El problema con esta concepción es que no considera las aportaciones de la ciencia. Por eso pienso que el “caer en la cuenta” antropológico de la existencia de personas homosexuales no es un asunto anecdótico. En la Iglesia tenemos que confrontarnos con esta mutación de conciencia colectiva y dejar de atribuirla exclusivamente a una presunta degeneración cultural. Este debate se está dando en la mayor parte de las iglesias cristianas. Si algunas personas son sencillamente homosexuales y este hecho no obedece ni al pecado, ni al desorden, ni al vicio, ni a fracasos de los papás ni a injerencias de espíritus malignos, entonces tendremos que enfrentar con nuevas respuestas la cuestión de la diversidad sexual y ofrecer una nueva aproximación teológica a esta realidad.

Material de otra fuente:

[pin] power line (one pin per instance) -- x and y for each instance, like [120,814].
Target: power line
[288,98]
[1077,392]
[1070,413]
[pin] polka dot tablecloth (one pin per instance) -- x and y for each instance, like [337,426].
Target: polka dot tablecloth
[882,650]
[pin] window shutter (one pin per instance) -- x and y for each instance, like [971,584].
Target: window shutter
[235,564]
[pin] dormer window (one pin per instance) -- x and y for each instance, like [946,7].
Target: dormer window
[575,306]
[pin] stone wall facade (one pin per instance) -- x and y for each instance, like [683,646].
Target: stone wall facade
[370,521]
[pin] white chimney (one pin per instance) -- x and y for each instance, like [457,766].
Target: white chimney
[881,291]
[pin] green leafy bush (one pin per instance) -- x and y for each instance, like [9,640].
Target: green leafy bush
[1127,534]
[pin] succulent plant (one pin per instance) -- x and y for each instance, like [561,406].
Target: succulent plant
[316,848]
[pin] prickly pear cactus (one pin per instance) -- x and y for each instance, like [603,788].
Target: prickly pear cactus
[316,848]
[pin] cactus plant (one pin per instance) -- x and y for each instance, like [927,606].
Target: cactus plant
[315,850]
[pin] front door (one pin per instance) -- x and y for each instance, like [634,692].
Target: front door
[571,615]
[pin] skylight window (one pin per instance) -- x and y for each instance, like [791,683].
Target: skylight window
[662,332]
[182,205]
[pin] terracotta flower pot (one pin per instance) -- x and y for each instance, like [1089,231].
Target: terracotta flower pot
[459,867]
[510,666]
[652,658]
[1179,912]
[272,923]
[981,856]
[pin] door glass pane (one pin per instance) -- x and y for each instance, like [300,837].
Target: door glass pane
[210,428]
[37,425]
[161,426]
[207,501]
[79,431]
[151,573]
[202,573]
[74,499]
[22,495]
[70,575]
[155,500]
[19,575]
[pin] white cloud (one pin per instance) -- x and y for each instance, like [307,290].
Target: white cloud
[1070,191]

A nada de eso colabora la marcha promovida por el Frente Nacional por la Familia, que a duras penas trata de ocultar bajo el argumento de defensa de la familia su objetivo fundamental: Que el derecho de las personas no heterosexuales a casarse y a formar una familia sea reconocido por el Estado. Lamento que la Comisión Permanente de la Conferencia del Episcopado Mexicano se haya unido a esta convocatoria y la promueva. No todos en la Iglesia estamos de acuerdo en que el reconocimiento de las uniones entre personas homosexuales sea un ataque a la familia, ni compartimos la creencia de una especie de conspiración internacional que trata de pervertir a niños y niñas. Por eso no marché.